A vrai dire, si ce constat correspond à une réalité sociale bien réelle, dans mon quotidien d’aumônier militaire, j’ai la chance de ne pas devoir partager cette funeste impression.
En 2007, j’ai été sollicité 18 fois pour célébrer des mariages religieux. Et à ce jour, onze couples ont déjà fait appel à mes services pour préparer un sacrement de mariage qui devrait avoir lieu en 2008.
Même si » en pleine saison », c’est un peu fastidieux pour la préparation, je m’oblige à aller à la rencontre des fiancés en leur domicile, au moins deux fois.
Ainsi, un peu comme le représentant de commerce du Bon Dieu, je sillonne la Belgique pour partir à la découverte des ces futurs mariés, qui compte sur moi pour les aider à faire de leur engagement une célébration vraie, parlante et accessible à tous. En la matière, j’ai été rarement déçu…
Dans la mesure du possible aussi, j’essaie toujours de faire honneur à l’invitation des mariés en participant, un tant soit peu, à la fête de famille qui suit l’office religieux.
Chaque mariage devient donc l’occasion de découvrir un couple, une famille, des amis civils et militaires.
Et puis dans la logique des choses humaines, tout naturellement, un jour où l’autre ces jeunes mariés font appel à leur padre pour assurer, ce que j’appelle, avec un grand clin d’œil, » le service après vente »
Pour l’année écoulée, une trentaine de fois, je me suis mis en route pour préparer et puis célébrer un baptême chez des jeunes parents qui ont eu à cœur d’assumer concrètement » leur responsabilité d’époux et de parents ».

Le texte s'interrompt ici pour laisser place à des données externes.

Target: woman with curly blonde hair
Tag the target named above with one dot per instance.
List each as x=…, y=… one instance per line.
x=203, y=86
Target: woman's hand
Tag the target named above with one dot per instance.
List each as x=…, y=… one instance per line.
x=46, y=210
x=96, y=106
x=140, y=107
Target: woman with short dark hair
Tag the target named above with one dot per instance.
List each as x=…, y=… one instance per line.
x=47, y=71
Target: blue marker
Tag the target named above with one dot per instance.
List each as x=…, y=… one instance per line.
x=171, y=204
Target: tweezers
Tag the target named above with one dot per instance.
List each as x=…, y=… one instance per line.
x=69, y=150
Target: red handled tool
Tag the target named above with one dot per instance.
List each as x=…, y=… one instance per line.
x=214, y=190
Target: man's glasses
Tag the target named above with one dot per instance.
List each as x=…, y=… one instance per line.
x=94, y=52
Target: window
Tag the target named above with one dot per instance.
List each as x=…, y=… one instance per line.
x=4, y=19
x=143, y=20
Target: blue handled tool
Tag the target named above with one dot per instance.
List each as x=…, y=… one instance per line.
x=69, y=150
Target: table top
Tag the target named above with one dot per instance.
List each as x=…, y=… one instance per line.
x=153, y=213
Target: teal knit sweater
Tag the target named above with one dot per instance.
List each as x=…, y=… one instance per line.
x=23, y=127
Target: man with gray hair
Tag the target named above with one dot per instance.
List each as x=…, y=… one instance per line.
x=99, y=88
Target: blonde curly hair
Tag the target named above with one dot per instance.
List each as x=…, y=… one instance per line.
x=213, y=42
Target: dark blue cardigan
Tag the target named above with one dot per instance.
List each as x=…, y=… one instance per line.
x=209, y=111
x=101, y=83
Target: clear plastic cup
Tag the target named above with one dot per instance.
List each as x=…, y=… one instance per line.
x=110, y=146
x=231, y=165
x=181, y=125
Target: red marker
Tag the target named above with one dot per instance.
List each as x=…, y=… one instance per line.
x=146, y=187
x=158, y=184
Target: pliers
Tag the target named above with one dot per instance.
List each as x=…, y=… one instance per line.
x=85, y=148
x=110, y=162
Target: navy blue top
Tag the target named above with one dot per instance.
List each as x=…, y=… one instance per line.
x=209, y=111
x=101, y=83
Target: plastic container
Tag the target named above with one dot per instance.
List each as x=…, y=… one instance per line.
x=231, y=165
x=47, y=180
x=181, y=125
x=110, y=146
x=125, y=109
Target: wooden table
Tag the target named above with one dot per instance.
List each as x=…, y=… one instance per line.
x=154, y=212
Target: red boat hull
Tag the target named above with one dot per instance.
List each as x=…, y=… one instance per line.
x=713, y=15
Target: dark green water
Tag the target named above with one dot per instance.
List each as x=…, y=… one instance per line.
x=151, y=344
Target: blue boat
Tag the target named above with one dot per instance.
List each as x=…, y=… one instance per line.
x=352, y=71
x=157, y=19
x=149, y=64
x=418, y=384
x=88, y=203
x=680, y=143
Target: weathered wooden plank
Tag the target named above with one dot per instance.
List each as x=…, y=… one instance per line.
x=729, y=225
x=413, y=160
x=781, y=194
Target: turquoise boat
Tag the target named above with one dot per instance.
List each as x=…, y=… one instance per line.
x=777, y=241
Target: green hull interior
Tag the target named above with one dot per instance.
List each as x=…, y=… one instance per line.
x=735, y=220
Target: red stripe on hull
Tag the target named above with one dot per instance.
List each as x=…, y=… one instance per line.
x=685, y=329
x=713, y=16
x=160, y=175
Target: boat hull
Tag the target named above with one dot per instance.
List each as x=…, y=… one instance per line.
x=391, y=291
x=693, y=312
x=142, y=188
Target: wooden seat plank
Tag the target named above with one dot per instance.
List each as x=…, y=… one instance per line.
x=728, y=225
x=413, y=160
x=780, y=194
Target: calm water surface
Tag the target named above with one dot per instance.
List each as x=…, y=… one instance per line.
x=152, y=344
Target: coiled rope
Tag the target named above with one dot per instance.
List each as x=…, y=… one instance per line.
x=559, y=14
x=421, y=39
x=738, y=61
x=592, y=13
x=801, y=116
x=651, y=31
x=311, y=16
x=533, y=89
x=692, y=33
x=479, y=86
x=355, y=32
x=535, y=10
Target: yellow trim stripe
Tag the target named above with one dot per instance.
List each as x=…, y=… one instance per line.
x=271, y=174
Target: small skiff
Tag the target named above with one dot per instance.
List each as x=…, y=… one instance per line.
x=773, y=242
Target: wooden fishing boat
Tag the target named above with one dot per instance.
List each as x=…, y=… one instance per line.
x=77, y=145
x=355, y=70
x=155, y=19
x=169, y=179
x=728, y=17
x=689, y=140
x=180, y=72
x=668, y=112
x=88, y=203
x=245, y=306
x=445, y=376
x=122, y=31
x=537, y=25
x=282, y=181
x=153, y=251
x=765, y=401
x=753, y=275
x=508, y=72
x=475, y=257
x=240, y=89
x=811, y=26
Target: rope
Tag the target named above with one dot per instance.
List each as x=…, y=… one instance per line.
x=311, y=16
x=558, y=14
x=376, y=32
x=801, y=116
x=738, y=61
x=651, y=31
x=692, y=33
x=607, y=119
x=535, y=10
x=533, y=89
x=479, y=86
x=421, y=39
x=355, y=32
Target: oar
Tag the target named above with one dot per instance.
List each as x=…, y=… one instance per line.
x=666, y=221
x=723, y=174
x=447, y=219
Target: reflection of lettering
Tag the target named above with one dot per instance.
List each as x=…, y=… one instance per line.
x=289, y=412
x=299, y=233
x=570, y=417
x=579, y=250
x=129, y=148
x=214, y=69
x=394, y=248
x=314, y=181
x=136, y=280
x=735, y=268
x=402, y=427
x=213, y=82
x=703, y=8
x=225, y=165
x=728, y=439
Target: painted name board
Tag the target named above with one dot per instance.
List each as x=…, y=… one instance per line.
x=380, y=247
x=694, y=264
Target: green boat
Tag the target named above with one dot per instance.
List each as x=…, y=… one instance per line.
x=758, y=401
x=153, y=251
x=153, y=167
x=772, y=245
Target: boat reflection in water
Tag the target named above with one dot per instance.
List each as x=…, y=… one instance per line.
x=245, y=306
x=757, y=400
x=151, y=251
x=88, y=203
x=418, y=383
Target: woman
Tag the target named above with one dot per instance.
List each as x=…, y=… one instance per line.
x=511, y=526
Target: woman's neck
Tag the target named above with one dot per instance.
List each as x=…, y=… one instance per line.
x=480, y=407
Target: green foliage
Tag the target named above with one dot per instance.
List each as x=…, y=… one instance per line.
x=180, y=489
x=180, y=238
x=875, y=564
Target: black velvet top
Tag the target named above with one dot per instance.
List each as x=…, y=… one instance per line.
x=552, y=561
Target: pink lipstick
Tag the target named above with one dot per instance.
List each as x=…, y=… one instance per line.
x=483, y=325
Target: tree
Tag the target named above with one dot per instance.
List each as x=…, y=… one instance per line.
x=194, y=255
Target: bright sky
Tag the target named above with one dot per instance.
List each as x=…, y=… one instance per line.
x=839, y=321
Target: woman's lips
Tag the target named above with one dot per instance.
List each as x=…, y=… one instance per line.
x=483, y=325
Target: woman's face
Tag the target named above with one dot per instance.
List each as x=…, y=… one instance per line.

Ainsi d’année en année, il m’est donné de tisser une grande toile d’araignée faite de contacts personnels et de souvenir communs.
Ce tissu relationnel est unique pour moi. Il me permet, par exemple, de voir défiler à chaque parade non pas un bataillon mais une communauté où chaque homme a son histoire personnelle.
C’est cette dimension interpersonnelle que certains nous envient et rêvent de concurrencer.